U.S. tariffs are attracting attention again. The most recent round of trade policy decisions features a 25% tax on imported steel and aluminum, which is forcing Canadian businesses to adapt. But even though these measures are framed as foreign policy or geopolitical tools, they directly impact balance sheets, supplier contracts, and financial planning for companies north of the border.
Canada sent almost 6 million metric tons of steel to the United States in 2024, accounting for 23% of the total U.S. steel imports, according to a report by The Motley Fool. With tariffs in place, the consequences are not limited to big multinational manufacturers. Small and medium-sized businesses that depend on cross-border supply chains are also facing higher material costs or contracts that have been renegotiated.
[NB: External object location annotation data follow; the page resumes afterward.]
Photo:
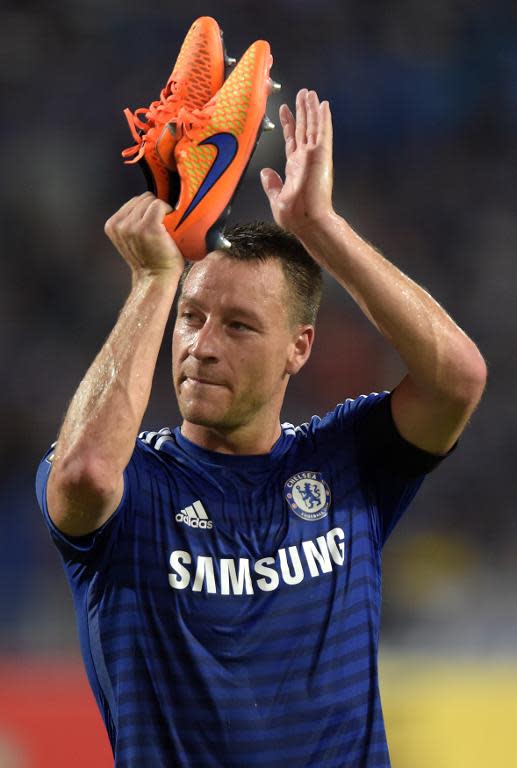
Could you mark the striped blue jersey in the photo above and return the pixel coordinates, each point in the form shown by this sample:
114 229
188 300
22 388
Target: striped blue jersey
229 611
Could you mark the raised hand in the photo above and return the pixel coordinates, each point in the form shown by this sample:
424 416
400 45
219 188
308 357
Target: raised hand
137 232
305 197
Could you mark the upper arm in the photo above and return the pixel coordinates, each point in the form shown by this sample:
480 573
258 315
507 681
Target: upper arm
434 422
81 505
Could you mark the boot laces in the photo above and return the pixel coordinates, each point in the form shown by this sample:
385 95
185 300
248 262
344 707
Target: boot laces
157 115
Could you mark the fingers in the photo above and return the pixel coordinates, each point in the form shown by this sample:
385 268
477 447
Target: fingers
288 126
313 122
312 106
301 117
271 183
325 124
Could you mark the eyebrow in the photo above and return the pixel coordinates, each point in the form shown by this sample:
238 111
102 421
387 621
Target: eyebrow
234 309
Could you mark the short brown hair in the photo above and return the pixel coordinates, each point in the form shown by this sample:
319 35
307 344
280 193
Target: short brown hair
261 240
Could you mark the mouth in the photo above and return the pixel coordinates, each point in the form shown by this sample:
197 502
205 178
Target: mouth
200 381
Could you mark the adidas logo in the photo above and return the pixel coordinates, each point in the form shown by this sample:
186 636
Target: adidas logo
194 516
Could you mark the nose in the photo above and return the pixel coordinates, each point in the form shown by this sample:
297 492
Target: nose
205 343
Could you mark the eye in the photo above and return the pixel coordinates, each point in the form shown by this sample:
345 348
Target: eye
238 326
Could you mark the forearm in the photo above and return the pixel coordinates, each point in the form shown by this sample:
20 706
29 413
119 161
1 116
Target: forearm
104 416
439 357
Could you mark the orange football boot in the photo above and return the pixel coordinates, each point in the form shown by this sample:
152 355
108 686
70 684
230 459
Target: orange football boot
214 151
198 74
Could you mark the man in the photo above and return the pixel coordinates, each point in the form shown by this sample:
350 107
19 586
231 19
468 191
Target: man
226 575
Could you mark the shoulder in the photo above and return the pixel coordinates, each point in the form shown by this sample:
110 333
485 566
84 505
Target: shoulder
344 417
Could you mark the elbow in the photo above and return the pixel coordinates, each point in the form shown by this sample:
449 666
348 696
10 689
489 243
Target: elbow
467 384
84 476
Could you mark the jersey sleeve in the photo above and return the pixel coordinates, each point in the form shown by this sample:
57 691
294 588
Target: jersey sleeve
98 545
391 469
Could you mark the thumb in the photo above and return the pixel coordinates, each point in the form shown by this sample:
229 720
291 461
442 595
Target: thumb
271 183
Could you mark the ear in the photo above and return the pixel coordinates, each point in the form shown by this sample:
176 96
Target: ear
299 349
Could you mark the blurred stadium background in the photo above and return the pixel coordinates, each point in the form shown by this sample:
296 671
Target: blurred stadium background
424 97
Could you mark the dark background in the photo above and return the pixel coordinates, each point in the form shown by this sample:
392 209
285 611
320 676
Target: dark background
424 100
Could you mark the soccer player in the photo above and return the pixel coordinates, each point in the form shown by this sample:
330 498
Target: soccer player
226 574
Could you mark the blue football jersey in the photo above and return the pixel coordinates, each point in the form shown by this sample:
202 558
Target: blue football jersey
229 610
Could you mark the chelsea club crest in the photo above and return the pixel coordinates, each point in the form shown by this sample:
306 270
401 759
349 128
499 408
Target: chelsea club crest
308 495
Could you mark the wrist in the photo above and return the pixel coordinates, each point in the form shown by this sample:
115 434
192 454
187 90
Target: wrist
313 229
166 277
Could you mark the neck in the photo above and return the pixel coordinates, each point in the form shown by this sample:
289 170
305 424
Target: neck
244 440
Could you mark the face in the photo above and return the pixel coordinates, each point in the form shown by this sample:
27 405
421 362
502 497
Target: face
233 345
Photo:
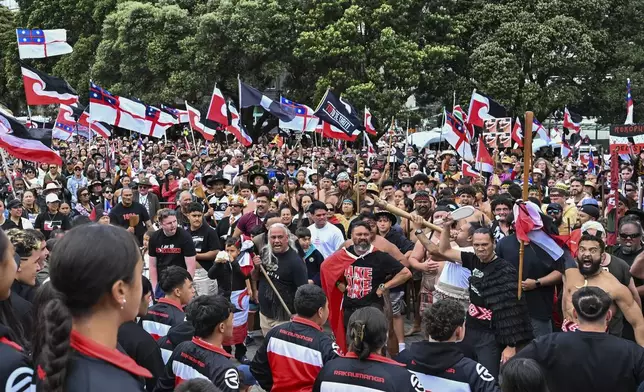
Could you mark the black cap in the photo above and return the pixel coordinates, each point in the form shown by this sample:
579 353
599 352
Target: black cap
554 208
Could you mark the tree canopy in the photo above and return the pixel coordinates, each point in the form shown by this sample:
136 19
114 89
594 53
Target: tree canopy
538 55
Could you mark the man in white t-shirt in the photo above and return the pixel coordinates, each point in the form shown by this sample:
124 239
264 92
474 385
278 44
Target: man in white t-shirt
326 237
231 170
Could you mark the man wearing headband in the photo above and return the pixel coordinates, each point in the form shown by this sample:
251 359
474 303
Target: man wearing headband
603 362
588 271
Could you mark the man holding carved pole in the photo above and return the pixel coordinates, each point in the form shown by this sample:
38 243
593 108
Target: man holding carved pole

The Canadian Manufacturers & Exporters’ recent survey also found that 90% of respondents expect serious consequences arising from the tariff decisions.
Serge Robichaud, a financial advisor who works with businesses in New Brunswick, says many business owners are trying to understand how tariffs fit into their financial planning. “Tariffs affect costs, cash flow, and long-term planning. You have to treat them as part of your financial risk management,” he explains.
Supply chains tend to be the ones to feel the most pressure. Even if a company does not import goods directly from the United States, it might depend on suppliers who do. This can create new pricing pressures that were not accounted for in earlier contracts. Robichaud encourages businesses to chart their supplier networks and incorporate flexibility into sourcing strategies. Contracts should provide for cost adjustments, and businesses should consider local sourcing alternatives where feasible.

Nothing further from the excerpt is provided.